A domain-specific language targets one problem domain with constructs that make common tasks concise and safe. Designing a DSL involves defining its grammar, semantics, and tooling; leveraging domain knowledge to provide abstractions that feel natural to users in that domain.
You already use domain-specific languages every day without thinking of them that way. SQL is a language designed specifically for database queries. Regular expressions are a language for pattern matching. CSS is a language for styling web pages. None of these are general-purpose — you would not write a web server in SQL or a sorting algorithm in CSS. Their power comes precisely from their narrowness: by targeting a specific problem domain, a domain-specific language (DSL) can offer concise, expressive syntax for common tasks that would require far more verbose code in a general-purpose language.

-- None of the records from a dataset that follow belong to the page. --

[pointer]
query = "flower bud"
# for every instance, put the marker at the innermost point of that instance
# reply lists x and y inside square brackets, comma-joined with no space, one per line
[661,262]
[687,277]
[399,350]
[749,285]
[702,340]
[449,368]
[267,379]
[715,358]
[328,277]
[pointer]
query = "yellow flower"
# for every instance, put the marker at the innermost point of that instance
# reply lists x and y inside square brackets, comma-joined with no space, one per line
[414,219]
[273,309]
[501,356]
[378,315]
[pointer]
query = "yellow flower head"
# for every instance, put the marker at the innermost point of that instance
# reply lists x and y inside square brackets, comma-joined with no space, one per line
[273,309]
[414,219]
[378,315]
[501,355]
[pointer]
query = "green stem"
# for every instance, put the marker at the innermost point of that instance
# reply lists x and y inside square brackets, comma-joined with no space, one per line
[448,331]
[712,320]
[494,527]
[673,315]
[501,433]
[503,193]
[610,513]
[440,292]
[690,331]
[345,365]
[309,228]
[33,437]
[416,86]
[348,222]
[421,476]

Designing a DSL starts with understanding the domain: who are the users, what operations do they perform repeatedly, and what errors do they commonly make? The grammar — which you know how to design from your work with context-free grammars and grammar engineering — should make the frequent operations short and natural while making dangerous operations difficult or impossible. A DSL for financial contracts might have built-in types for currencies and dates with automatic rounding rules, making it hard to accidentally mix dollars and euros. A DSL for hardware description might enforce timing constraints syntactically. The design principle is that domain knowledge should be encoded in the language itself, not left as conventions that users must remember.
DSLs fall into two broad categories. External DSLs have their own syntax, parser, and toolchain — SQL and LaTeX are examples. You build these using the full compiler pipeline: grammar design, parsing, semantic analysis, and either interpretation or code generation. Embedded DSLs (also called internal DSLs) live inside a host language, leveraging its syntax and toolchain. A fluent builder API in Python or a set of well-designed Haskell combinators can feel like a separate language while being valid host-language code. Embedded DSLs are cheaper to build — you skip writing a parser — but constrained by the host language's syntax rules. The choice between external and embedded depends on how much syntactic freedom the domain requires versus how much tooling effort you can invest.
The implementation challenge for external DSLs is building a complete toolchain that domain experts — who are often not programmers — can use productively. This means not just a parser and runtime, but good error messages that speak in domain terms ("Invalid date range" rather than "Parse error at token 42"), an editor experience with syntax highlighting and autocompletion, and clear documentation using domain vocabulary. A well-designed DSL dramatically reduces the gap between domain thinking and code, enabling experts to express their intent directly rather than translating through a programmer intermediary. Getting this right requires iterative design with real users from the target domain, not just elegant grammar engineering in isolation.